Blogging ICHEP 2010


A collective forum about the 35th edition of
the International Conference on High Energy Physics (Paris, July 2010)

Wednesday, June 9, 2010

Physics at the LHC – What did Guido mean!?

My summer has started. And the first stop is the conference Physics at the LHC 2010 conference (or pLHC as it has been known internally by the experiments).

As Barbara already mentioned, this conference, occurring this week in Hamburg, Germany, is a preview of results we might expect at ICHEP.

It is Wednesday morning and all the LHC experiments have big plenary talks discussing overviews of their physics current results. One of the CMS results has already been discussed by Tommaso.

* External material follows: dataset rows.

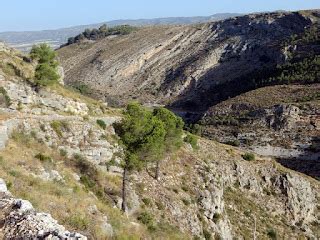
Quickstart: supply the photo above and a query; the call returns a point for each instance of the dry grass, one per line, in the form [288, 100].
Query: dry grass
[67, 201]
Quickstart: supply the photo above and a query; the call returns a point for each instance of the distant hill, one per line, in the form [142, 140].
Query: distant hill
[24, 40]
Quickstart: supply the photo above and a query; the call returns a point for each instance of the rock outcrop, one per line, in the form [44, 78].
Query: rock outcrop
[19, 220]
[188, 67]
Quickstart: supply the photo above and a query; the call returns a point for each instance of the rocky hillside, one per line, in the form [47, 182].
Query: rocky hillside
[56, 155]
[190, 68]
[250, 81]
[25, 39]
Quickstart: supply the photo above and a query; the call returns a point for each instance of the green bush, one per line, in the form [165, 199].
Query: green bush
[80, 222]
[82, 88]
[43, 158]
[186, 201]
[235, 143]
[63, 153]
[192, 140]
[59, 127]
[147, 201]
[207, 235]
[102, 124]
[146, 218]
[6, 99]
[249, 157]
[216, 217]
[46, 71]
[102, 32]
[272, 234]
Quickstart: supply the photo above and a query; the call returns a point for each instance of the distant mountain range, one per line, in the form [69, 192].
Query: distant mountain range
[24, 40]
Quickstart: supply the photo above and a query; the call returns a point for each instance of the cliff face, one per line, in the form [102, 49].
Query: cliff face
[219, 75]
[55, 155]
[189, 67]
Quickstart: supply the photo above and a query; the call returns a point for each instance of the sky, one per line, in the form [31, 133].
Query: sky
[23, 15]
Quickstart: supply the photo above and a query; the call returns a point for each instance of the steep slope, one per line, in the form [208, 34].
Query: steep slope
[280, 121]
[24, 40]
[55, 155]
[189, 67]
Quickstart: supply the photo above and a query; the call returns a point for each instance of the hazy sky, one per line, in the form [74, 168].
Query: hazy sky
[50, 14]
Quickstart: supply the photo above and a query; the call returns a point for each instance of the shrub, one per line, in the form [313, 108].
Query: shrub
[102, 32]
[272, 234]
[82, 88]
[146, 218]
[6, 99]
[78, 222]
[249, 157]
[102, 124]
[235, 143]
[63, 153]
[207, 235]
[186, 201]
[43, 158]
[59, 127]
[147, 201]
[46, 70]
[192, 140]
[216, 217]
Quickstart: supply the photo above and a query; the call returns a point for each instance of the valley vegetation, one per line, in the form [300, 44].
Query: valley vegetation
[102, 32]
[147, 137]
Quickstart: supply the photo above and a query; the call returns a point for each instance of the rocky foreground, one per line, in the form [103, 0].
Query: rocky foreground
[55, 155]
[19, 220]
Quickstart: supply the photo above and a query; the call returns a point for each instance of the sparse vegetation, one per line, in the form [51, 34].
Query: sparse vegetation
[249, 157]
[272, 234]
[46, 71]
[102, 124]
[146, 136]
[43, 158]
[4, 97]
[59, 127]
[102, 32]
[192, 140]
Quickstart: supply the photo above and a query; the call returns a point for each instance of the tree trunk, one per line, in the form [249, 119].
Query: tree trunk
[157, 170]
[124, 190]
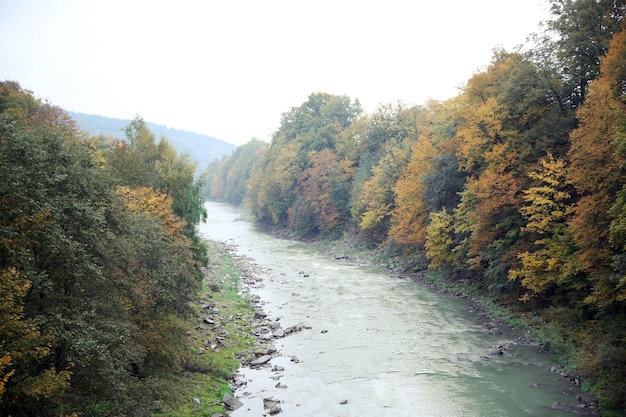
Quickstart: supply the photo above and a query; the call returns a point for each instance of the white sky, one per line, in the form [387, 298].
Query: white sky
[230, 68]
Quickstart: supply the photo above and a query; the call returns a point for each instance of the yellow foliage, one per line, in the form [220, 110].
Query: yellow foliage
[144, 200]
[439, 242]
[410, 217]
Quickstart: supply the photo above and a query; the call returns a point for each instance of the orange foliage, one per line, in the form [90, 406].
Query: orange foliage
[410, 217]
[148, 201]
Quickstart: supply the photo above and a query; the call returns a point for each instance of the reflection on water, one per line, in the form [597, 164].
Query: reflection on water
[379, 345]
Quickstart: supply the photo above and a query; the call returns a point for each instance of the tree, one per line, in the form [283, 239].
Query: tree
[584, 29]
[410, 216]
[551, 268]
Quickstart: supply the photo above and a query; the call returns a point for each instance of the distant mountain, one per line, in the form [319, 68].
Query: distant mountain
[201, 148]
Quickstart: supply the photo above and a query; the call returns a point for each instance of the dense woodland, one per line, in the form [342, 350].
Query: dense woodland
[98, 260]
[515, 187]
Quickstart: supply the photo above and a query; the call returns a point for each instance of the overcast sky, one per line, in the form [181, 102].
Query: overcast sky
[230, 68]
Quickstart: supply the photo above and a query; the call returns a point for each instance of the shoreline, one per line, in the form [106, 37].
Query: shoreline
[267, 331]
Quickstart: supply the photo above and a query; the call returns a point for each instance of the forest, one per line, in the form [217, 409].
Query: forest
[99, 259]
[514, 188]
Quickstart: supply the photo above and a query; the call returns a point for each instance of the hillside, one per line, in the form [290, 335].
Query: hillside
[201, 148]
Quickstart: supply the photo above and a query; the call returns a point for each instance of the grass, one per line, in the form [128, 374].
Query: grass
[214, 348]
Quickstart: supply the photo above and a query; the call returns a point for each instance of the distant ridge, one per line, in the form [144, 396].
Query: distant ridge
[201, 148]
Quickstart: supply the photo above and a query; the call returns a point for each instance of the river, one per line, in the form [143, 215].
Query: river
[380, 345]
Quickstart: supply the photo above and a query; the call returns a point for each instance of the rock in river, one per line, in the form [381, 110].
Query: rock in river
[260, 361]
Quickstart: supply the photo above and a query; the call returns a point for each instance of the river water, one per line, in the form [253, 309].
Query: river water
[379, 345]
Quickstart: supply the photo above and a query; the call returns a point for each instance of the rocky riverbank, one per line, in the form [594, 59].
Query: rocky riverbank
[263, 365]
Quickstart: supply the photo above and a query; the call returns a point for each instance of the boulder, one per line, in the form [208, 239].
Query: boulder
[231, 402]
[261, 360]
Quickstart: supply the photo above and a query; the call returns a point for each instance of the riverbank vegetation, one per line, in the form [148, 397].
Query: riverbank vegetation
[515, 186]
[101, 270]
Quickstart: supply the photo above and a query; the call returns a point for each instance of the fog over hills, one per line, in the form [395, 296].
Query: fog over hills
[201, 148]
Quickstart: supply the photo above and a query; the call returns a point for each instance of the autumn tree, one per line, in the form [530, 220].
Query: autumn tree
[596, 172]
[550, 269]
[410, 216]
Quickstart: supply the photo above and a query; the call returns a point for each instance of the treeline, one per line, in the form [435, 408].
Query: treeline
[515, 186]
[98, 260]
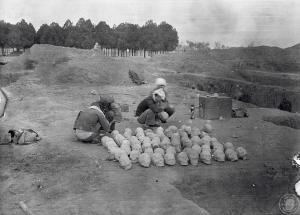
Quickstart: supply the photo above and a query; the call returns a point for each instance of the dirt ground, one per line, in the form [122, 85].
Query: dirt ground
[60, 175]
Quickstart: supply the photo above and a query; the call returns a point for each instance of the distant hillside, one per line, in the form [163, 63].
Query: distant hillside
[63, 65]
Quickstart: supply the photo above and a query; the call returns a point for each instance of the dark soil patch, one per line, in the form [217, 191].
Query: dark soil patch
[289, 121]
[247, 191]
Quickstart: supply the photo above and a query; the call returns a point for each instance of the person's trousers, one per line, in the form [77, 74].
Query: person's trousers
[148, 117]
[85, 136]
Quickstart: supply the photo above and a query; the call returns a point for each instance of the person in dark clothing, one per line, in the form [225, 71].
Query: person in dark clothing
[160, 83]
[99, 118]
[285, 105]
[151, 111]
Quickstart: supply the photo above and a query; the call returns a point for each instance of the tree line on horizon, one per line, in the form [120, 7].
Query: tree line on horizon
[84, 34]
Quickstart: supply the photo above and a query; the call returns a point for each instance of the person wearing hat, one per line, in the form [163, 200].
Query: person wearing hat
[160, 83]
[97, 119]
[150, 111]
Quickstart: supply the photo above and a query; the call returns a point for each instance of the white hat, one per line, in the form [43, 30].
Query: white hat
[160, 92]
[160, 82]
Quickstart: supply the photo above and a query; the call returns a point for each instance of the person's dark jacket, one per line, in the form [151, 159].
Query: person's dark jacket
[91, 120]
[107, 107]
[148, 103]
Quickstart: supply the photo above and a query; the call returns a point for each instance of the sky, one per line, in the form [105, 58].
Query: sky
[231, 22]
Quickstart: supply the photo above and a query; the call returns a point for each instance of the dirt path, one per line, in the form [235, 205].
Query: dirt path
[62, 176]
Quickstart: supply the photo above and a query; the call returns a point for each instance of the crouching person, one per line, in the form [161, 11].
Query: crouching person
[152, 110]
[97, 120]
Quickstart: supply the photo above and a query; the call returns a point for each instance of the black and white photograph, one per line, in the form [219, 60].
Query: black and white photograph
[150, 107]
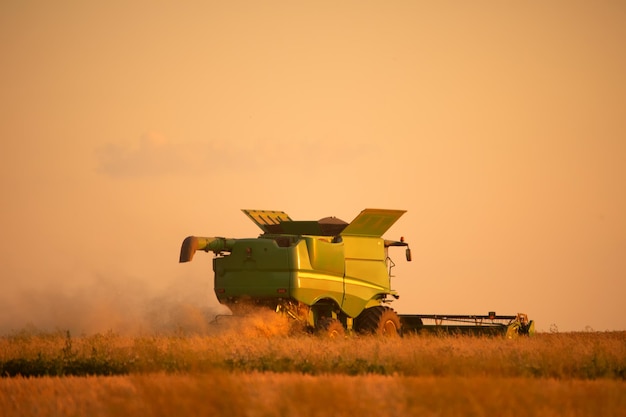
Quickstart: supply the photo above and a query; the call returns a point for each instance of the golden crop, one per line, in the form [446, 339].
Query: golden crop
[259, 368]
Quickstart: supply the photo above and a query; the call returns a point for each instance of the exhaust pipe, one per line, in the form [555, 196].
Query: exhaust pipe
[191, 244]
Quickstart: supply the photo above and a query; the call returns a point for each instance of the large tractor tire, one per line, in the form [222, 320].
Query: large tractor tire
[380, 321]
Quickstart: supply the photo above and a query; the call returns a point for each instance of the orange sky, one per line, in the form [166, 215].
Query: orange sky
[500, 127]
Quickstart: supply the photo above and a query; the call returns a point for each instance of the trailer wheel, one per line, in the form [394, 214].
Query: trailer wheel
[380, 321]
[331, 328]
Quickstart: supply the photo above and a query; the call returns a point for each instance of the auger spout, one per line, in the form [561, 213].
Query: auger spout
[191, 244]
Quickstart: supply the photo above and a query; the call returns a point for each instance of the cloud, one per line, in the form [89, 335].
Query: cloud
[154, 155]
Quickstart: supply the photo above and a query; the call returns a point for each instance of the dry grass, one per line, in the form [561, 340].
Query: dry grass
[265, 347]
[270, 394]
[259, 367]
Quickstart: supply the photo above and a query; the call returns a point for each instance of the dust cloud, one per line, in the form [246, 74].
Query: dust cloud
[128, 307]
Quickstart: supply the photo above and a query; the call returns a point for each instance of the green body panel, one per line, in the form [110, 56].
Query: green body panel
[255, 268]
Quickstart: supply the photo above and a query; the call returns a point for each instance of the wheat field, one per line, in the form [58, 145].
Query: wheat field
[262, 367]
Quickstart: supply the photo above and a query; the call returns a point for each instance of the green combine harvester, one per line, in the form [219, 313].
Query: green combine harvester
[333, 276]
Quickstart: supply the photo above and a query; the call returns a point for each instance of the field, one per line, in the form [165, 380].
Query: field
[260, 367]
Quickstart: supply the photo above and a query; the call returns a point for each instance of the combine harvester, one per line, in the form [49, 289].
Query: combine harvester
[333, 276]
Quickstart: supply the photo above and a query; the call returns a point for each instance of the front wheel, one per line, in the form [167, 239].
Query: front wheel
[380, 321]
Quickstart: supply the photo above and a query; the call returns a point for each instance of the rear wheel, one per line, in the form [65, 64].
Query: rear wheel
[379, 320]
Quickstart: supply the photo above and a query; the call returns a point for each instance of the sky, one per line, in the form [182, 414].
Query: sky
[126, 126]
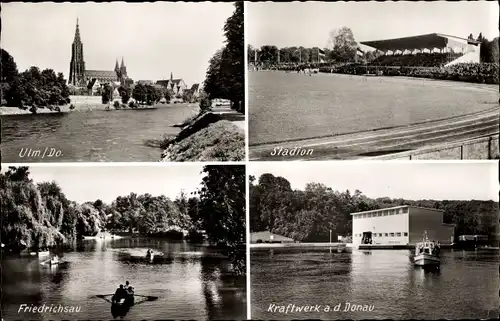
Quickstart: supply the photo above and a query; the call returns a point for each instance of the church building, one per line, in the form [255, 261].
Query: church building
[81, 77]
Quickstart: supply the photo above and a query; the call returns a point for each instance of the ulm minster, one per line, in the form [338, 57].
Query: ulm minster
[93, 82]
[128, 97]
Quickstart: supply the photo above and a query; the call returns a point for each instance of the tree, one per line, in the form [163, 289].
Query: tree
[251, 54]
[213, 85]
[139, 93]
[8, 67]
[152, 95]
[222, 210]
[344, 46]
[225, 74]
[268, 55]
[124, 93]
[107, 93]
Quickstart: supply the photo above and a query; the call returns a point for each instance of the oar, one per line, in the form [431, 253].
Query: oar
[103, 296]
[149, 297]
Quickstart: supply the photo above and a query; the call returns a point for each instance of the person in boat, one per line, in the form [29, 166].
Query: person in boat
[120, 293]
[128, 287]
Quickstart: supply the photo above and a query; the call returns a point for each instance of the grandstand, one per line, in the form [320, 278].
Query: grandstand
[429, 50]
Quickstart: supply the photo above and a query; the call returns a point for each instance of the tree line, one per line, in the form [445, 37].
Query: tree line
[342, 47]
[38, 215]
[225, 78]
[308, 215]
[32, 88]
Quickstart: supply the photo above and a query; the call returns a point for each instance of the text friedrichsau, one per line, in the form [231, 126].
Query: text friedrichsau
[52, 308]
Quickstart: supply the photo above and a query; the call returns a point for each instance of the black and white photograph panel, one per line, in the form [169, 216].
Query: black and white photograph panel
[115, 242]
[373, 80]
[160, 81]
[374, 240]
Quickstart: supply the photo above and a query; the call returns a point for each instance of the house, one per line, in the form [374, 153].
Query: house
[400, 225]
[195, 90]
[94, 87]
[268, 237]
[176, 86]
[145, 82]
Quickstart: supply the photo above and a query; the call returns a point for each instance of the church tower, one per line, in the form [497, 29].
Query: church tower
[77, 65]
[123, 70]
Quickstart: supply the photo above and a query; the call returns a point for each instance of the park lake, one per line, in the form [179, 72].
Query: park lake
[193, 282]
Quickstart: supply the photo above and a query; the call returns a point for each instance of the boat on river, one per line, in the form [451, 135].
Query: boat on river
[40, 254]
[427, 253]
[54, 260]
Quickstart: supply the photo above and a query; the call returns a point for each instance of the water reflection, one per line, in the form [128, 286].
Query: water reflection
[194, 284]
[386, 280]
[91, 135]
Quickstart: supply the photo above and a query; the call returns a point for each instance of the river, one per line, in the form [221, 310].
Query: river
[92, 135]
[192, 283]
[290, 106]
[465, 287]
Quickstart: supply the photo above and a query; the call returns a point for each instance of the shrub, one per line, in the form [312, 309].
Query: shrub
[205, 104]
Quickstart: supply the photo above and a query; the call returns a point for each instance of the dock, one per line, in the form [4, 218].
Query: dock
[298, 245]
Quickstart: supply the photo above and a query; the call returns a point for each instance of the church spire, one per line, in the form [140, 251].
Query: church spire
[77, 32]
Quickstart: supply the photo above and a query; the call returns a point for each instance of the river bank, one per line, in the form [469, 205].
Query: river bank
[207, 137]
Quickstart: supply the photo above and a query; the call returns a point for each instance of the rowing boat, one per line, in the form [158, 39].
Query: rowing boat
[427, 253]
[122, 306]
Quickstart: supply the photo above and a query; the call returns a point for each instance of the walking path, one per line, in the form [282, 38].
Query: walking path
[227, 113]
[385, 141]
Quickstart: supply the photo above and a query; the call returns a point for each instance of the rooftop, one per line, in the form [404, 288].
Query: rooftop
[397, 207]
[431, 40]
[266, 236]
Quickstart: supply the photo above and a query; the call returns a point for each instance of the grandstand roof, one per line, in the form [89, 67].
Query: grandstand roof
[428, 41]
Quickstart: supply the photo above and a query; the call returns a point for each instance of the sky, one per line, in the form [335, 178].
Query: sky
[82, 183]
[414, 181]
[155, 39]
[309, 24]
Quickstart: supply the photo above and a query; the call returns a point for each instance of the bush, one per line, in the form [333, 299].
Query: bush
[205, 104]
[468, 72]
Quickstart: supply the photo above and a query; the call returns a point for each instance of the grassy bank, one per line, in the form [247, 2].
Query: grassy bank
[221, 140]
[9, 111]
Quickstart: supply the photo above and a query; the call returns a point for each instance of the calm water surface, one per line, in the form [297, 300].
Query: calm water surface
[191, 283]
[286, 106]
[91, 136]
[465, 287]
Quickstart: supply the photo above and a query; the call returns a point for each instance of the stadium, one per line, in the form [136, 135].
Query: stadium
[420, 97]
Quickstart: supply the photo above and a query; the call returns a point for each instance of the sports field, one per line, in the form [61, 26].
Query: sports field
[287, 106]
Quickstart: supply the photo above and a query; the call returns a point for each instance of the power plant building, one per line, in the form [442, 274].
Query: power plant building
[401, 225]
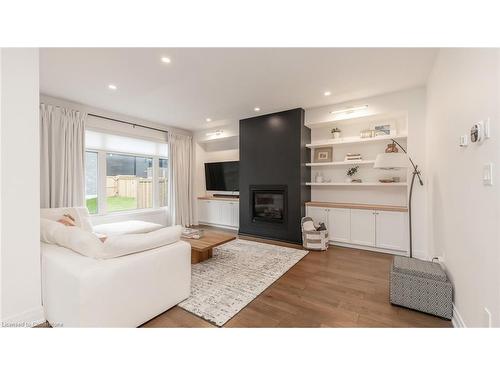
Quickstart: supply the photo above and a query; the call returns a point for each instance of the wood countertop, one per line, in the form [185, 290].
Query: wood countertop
[219, 199]
[358, 206]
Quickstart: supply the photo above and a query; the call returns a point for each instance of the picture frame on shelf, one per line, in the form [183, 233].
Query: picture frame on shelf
[323, 155]
[384, 129]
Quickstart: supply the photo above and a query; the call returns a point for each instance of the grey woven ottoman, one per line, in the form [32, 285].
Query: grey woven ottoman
[421, 285]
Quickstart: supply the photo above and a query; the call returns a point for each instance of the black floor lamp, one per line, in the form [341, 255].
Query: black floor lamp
[395, 160]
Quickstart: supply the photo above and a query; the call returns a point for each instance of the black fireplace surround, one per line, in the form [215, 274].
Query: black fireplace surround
[273, 175]
[269, 203]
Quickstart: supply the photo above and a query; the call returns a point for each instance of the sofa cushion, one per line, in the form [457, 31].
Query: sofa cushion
[80, 214]
[126, 227]
[88, 244]
[124, 244]
[74, 238]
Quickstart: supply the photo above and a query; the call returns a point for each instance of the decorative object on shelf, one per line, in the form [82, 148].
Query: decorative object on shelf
[336, 133]
[394, 160]
[386, 129]
[323, 155]
[352, 156]
[391, 147]
[192, 233]
[387, 180]
[351, 172]
[367, 133]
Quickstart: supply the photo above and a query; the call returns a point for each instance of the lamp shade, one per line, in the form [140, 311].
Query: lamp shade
[391, 160]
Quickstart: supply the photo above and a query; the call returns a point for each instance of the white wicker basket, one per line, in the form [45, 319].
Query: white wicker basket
[314, 239]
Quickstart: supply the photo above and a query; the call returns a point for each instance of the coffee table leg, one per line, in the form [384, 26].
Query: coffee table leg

The results all show the first time the experiments are gingerly dipping their foot into the pool of physics. Ok, so it is the shallow end right now. Observation of many quark-onia bumps, but some real new measurements not done at the LHC’s new higher-than-ever energy, 7 TeV. But they also include the first observation of the W boson and the Z boson at the LHC. Now we’re talking!

One fascinating conversation occured right at the start of the meeting. It was a discussion that occurred during the introductory talk by Guido Tonelli, the spokesperson for CMS (video available). Sitting in the audience was Steven Myers from CERN, who runs the LHC (who also gave a talk on the present and near future of the LHC machine). Both Guido and Fabiola Gianotti (ATLAS spokesperson) pleaded with Steve to give them more luminosity. Guido went one step further and said that if they can give CMS enough luminosity in the next month they will measure the Standard Model for ICHEP.

What does that mean? Both experiments have observed the W boson now. Does that mean measuring its cross section? Or an observation of top quark production? Is there any reasonable plan for the LHC that would give it enough luminosity to observe top quark production!? Or was it just a flashy statement made to urge Steve to give the experiments more data? Does CMS have something up their sleeve? I guess time will tell… And both CMS and ATLAS will do push their data as far as they can.

Update: at the end of the CMS talk, slide 54, there is the statement “100 nb-1, 380 W and 35 Z”, and the speaker said “this we can be sure of.” So, that gives the scale of the CMS plans. And lets hope the LHC can actually give us that 100 np-1 of data!